His friend who outed him in The Advocate remarked that he was afraid of being outed while alive.
My old school punk ethos would have told me that anyone who cared about my sexuality wasn't 'really punk'. Or they were overcompensating.

Interesting differences between the NYC and SF scenes, but to be expected I suppose. A friend of mine got high with Darby a few times after shows (trading drugs for access to the band, especially for out-of-town bands who didn't have the time, contacts, or often money to buy for themselves, was a common occurrence in those days) told me that he was such an asshole that if he wasn't (to us) "DARBY CRASH, PUNK MEGASTAR" no one would have wanted to hang out with him.

Reminds me of one of my favorite punk songs, Police Story:

This fucking city is run by pigs
They take the rights away from all the kids
Understand we're fighting a war we can't win
They hate us, we hate them

It's not really an authoritarian mentality like that espoused by Michelle Bachmann.

Alex,

You don't think Michelle Bachmann listens to Black Flag?

As to 'Police Story':

"Another image which drew considerable attention was the artwork created for the "Police Story" single, showing a police officer being held with a gun in his mouth with the speech blurb "Make me come, faggot!" The image was plastered on flyers all around Los Angeles and added to the police pressure on the band." Black Flag (band)...Wikipedia

The tactics were confrontational and provocative, if perhaps not quite 'correct'. In light of Juro's comment I guess the question of whether this is homophobic could be asked.
But 'back in the day' it gave some voice and vision to many of us.


Andrew Belonsky Andrew Belonsky | June 1, 2010 7:37 PM

I just have to say I love these comments so much. Totally making my day. Thank you to all!

THANK YOU FOR POSTING THIS!

I grew up on punk, we had an awesome scene in Detroit in the 90s. Punk is like comfort food for me. The Kinks or Lou Reed or Clash is always good to put on when I'm feeling vulnerable or disheartened. I'm from the town MC5 is from! Lincoln Park! Motor City boy with Iggy as a sort of spiritual neighbor (even though he never lived in the country, let alone the area, as long as I lived in Detroit). Punk is a fundamental part of my identity.

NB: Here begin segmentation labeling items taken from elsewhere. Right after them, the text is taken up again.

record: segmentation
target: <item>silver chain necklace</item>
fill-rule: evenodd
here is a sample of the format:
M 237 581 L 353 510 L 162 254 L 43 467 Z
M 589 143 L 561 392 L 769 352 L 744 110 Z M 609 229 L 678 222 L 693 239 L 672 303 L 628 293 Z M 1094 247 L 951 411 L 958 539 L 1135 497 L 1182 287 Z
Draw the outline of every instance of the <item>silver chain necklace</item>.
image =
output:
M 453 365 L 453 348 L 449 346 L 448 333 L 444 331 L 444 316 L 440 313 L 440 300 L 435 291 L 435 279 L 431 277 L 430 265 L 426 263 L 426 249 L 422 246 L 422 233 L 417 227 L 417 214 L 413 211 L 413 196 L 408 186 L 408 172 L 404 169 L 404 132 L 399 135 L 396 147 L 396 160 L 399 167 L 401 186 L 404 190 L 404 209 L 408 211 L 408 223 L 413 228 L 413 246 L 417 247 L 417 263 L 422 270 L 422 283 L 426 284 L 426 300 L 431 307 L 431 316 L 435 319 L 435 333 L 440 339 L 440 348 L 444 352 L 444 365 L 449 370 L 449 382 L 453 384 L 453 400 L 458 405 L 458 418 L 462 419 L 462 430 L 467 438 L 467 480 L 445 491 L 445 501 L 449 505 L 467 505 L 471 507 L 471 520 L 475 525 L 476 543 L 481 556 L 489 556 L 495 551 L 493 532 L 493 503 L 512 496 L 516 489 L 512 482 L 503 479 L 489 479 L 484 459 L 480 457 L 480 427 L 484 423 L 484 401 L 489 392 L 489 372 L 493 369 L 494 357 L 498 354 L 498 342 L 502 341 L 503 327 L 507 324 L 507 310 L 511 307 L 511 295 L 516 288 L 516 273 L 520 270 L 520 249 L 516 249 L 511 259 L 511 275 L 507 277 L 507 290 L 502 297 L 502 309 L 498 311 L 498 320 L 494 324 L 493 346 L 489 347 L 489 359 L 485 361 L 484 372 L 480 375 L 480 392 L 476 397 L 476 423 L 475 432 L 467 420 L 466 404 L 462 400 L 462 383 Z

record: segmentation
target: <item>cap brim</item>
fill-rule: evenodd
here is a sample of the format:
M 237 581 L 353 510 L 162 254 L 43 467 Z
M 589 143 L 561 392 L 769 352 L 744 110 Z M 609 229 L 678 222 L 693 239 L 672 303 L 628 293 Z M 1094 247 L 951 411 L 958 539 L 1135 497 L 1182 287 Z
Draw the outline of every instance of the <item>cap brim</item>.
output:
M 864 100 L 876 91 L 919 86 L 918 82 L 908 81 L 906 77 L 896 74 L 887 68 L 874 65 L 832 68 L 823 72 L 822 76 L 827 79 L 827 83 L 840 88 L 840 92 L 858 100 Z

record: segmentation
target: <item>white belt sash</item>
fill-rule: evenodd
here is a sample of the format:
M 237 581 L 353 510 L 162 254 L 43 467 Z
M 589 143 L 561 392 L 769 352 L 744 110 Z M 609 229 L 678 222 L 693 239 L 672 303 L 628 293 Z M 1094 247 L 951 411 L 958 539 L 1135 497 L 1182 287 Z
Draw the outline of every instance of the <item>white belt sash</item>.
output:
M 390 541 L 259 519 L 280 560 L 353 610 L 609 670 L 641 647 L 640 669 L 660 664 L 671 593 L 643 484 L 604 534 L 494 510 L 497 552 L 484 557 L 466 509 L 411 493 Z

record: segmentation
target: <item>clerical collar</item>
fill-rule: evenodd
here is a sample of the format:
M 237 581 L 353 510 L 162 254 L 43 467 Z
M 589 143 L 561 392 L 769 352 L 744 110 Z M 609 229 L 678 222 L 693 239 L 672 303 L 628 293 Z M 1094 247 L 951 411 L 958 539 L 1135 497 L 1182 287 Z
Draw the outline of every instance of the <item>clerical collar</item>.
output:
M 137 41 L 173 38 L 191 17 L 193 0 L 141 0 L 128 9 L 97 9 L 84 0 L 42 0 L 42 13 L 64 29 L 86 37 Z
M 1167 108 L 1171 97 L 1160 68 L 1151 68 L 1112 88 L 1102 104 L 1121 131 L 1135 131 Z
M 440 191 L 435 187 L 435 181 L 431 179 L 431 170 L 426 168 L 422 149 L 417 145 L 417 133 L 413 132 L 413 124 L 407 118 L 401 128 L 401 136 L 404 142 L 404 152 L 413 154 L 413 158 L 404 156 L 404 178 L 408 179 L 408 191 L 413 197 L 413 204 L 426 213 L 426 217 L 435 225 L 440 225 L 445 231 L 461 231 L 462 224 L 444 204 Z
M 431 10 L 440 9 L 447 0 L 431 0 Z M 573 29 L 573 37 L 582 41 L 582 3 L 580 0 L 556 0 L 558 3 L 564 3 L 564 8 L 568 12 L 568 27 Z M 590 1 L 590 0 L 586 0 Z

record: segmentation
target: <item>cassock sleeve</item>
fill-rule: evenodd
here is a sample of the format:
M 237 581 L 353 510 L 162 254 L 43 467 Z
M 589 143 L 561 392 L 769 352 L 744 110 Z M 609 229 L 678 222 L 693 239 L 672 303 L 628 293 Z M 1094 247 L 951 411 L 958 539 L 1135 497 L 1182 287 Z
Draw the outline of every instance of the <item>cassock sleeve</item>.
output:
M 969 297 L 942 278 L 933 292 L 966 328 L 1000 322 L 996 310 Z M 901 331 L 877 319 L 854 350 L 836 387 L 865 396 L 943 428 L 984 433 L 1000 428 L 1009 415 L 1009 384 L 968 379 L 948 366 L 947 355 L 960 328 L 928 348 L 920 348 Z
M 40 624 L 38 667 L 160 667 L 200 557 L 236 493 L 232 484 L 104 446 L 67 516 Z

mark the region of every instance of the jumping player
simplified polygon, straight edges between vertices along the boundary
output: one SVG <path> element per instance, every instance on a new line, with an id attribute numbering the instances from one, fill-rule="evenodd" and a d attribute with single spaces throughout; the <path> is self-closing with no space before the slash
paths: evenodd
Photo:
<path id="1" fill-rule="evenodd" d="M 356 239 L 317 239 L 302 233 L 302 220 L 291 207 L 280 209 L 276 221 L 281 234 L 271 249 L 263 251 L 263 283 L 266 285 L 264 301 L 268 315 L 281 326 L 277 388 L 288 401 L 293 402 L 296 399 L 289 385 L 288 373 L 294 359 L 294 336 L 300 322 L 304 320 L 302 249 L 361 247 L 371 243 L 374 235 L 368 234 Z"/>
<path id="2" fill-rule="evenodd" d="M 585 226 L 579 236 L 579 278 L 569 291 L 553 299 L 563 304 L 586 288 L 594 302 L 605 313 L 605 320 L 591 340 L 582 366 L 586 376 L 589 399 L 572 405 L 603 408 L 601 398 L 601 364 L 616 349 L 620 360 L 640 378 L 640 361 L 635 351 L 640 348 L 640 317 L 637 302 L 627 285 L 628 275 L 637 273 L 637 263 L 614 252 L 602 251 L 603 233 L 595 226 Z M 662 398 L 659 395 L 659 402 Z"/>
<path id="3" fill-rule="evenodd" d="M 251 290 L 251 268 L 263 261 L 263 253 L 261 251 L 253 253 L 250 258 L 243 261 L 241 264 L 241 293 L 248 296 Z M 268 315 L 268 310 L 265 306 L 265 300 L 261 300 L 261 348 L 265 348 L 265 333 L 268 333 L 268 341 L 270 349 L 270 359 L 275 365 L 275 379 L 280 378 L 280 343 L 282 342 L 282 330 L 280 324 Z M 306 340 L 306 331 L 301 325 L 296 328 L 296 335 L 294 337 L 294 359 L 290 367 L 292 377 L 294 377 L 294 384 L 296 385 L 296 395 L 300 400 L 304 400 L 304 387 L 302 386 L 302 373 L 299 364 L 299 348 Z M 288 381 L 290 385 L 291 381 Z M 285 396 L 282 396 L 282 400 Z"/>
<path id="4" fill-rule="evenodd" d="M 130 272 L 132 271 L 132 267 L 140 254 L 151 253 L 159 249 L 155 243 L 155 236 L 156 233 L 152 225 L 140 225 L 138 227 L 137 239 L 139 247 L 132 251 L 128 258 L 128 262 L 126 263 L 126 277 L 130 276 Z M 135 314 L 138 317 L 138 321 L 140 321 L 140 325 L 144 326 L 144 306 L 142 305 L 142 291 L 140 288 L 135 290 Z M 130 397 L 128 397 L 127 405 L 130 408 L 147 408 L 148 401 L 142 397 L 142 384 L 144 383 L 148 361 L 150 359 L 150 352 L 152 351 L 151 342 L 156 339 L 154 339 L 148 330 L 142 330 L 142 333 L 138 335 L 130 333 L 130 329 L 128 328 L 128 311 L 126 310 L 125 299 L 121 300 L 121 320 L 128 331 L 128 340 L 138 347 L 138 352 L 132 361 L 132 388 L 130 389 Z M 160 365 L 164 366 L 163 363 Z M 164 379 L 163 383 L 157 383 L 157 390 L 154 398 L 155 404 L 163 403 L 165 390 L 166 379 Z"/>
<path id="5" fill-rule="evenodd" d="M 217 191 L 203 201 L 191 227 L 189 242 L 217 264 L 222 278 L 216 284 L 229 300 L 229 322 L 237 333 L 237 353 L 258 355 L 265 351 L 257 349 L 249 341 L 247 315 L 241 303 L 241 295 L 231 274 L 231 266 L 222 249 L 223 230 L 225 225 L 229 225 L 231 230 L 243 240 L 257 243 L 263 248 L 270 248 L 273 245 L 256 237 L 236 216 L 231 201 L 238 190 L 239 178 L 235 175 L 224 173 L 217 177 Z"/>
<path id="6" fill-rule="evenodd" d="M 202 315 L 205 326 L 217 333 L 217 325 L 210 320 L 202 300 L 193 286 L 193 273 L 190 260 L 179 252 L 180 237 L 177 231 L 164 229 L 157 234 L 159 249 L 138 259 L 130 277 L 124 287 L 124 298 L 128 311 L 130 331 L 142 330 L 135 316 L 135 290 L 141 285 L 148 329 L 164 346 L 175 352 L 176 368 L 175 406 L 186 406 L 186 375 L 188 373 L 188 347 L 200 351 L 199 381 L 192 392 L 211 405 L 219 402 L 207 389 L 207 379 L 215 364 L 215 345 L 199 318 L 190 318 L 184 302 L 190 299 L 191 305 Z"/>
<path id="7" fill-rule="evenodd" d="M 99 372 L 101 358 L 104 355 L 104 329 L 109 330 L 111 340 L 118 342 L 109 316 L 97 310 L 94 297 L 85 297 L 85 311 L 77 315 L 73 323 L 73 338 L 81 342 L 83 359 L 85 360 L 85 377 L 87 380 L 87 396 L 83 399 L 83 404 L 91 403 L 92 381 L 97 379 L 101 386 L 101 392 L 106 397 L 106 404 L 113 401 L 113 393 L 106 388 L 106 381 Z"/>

Thank you for reminding us all of this important connection, and generating a discussion that just tickled the shit out of me!

MC5 kicked ass.

"Kick out the jams, mothafokkaaaaah...".

I actually always assumed (perhaps just because I learned about these things at similar times) that the negative connotations with the word "punk" were directly related to the fact that the word is slang for a man who bottoms in anal sex. That is, I thought it was not just similar to gay in usage and relation to a movement, but related in meaning.